The stone age survives in Tucson
One of the most distinct only-in-Tucson features of the University of Arizona is the lava rock wall along Park Avenue and other old parts of campus.
The rock came from a quarry that operated from the 1880s until 1956 at the base of Sentinel Peak, aka "A" Mountain.
There are a handful of houses built of that black and gray rock. Most of the buildings on the adjacent Tumamoc Hill are volcanic. And dozens, if not hundreds, of houses in the central city have porch pillars or walls built with Sentinel Peak basalt.

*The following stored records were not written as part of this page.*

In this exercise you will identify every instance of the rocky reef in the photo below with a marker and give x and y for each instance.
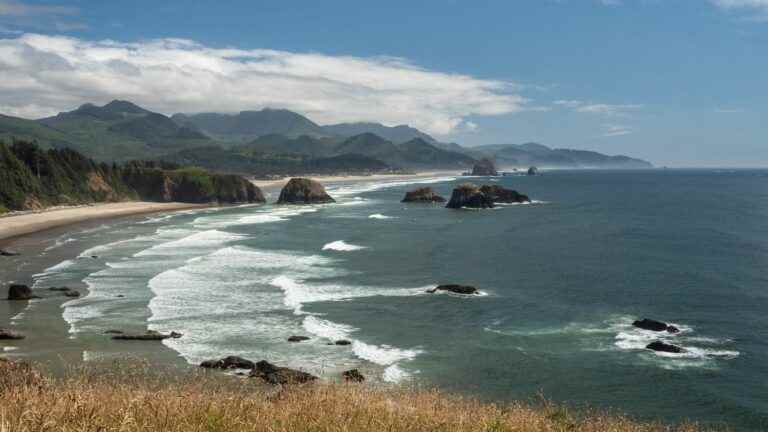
(304, 191)
(425, 194)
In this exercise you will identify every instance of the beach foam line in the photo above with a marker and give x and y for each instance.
(342, 246)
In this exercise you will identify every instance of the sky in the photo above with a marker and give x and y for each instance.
(676, 82)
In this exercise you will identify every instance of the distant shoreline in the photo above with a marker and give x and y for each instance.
(17, 225)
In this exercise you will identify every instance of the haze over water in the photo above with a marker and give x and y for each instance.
(561, 280)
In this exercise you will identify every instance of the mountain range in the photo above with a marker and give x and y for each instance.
(274, 141)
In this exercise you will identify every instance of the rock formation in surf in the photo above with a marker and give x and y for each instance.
(273, 374)
(304, 191)
(454, 288)
(484, 167)
(469, 196)
(425, 194)
(502, 195)
(665, 347)
(230, 362)
(653, 325)
(20, 292)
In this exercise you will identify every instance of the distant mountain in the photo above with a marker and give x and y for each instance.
(396, 134)
(119, 130)
(522, 155)
(248, 125)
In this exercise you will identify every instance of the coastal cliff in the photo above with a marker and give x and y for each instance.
(32, 179)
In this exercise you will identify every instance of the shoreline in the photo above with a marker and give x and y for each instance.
(14, 226)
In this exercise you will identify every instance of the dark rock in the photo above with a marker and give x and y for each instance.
(10, 335)
(231, 362)
(470, 196)
(353, 375)
(665, 347)
(150, 335)
(280, 375)
(500, 194)
(20, 292)
(457, 289)
(425, 194)
(653, 325)
(484, 167)
(304, 191)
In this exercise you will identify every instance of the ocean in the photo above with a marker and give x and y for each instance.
(561, 281)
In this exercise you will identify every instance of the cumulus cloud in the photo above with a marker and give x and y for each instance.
(597, 108)
(45, 74)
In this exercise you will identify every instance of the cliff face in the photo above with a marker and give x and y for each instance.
(32, 179)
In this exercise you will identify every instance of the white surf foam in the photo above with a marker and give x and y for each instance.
(342, 246)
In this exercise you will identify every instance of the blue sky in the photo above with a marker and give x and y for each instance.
(677, 82)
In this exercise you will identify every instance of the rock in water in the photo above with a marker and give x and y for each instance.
(500, 194)
(653, 325)
(457, 289)
(665, 347)
(422, 195)
(304, 191)
(484, 167)
(470, 196)
(353, 375)
(280, 375)
(20, 292)
(10, 335)
(150, 335)
(231, 362)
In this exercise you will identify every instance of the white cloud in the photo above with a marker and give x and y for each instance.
(597, 108)
(57, 73)
(613, 130)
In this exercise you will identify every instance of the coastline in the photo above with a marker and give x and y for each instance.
(16, 225)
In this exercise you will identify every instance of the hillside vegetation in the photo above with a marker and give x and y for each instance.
(138, 399)
(32, 178)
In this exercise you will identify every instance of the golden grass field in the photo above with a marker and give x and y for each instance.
(133, 397)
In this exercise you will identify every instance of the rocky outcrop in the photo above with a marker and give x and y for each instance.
(304, 191)
(273, 374)
(502, 195)
(20, 292)
(665, 347)
(469, 196)
(150, 335)
(425, 194)
(10, 335)
(484, 167)
(456, 289)
(653, 325)
(353, 375)
(231, 362)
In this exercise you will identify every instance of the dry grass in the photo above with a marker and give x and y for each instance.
(135, 399)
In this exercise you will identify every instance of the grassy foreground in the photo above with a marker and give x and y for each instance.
(134, 399)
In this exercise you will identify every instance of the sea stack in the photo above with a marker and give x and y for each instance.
(484, 167)
(502, 195)
(304, 191)
(469, 196)
(425, 194)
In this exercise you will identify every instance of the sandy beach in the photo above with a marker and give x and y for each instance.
(21, 224)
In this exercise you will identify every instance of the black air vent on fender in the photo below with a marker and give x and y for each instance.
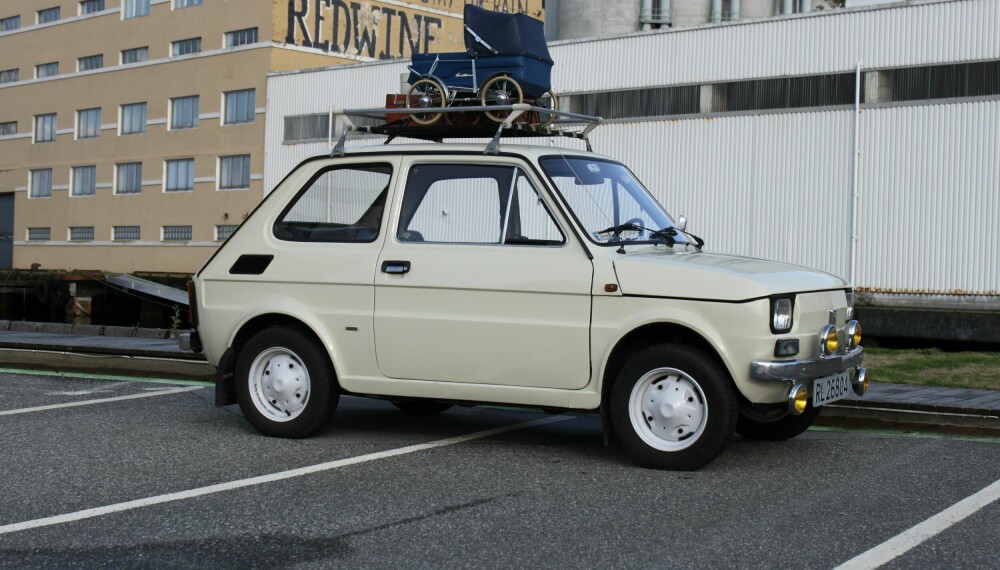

About 30 years ago my husband and I salvaged several dump-truck loads of volcanic rock from the Sigma Chi fraternity house on First Street.
I happened to drive by one morning when I saw the house -- built in 1931 -- being demolished. I stopped and asked the contractor if I could have the rock. He said yes, if I made it quick. My husband immediately rented a truck from the old Erv's on Fort Lowell. He handled the first load but then had to go to work and left me to take over. I was so scared of hitting something that I drove every round trip between downtown and the UA straddling the middle of Speedway. My husband has used that rock in the construction of several houses over the years.
One more little bit of Tucson rock history. Barry Goldwater was a member of that Sigma Chi house in 1932.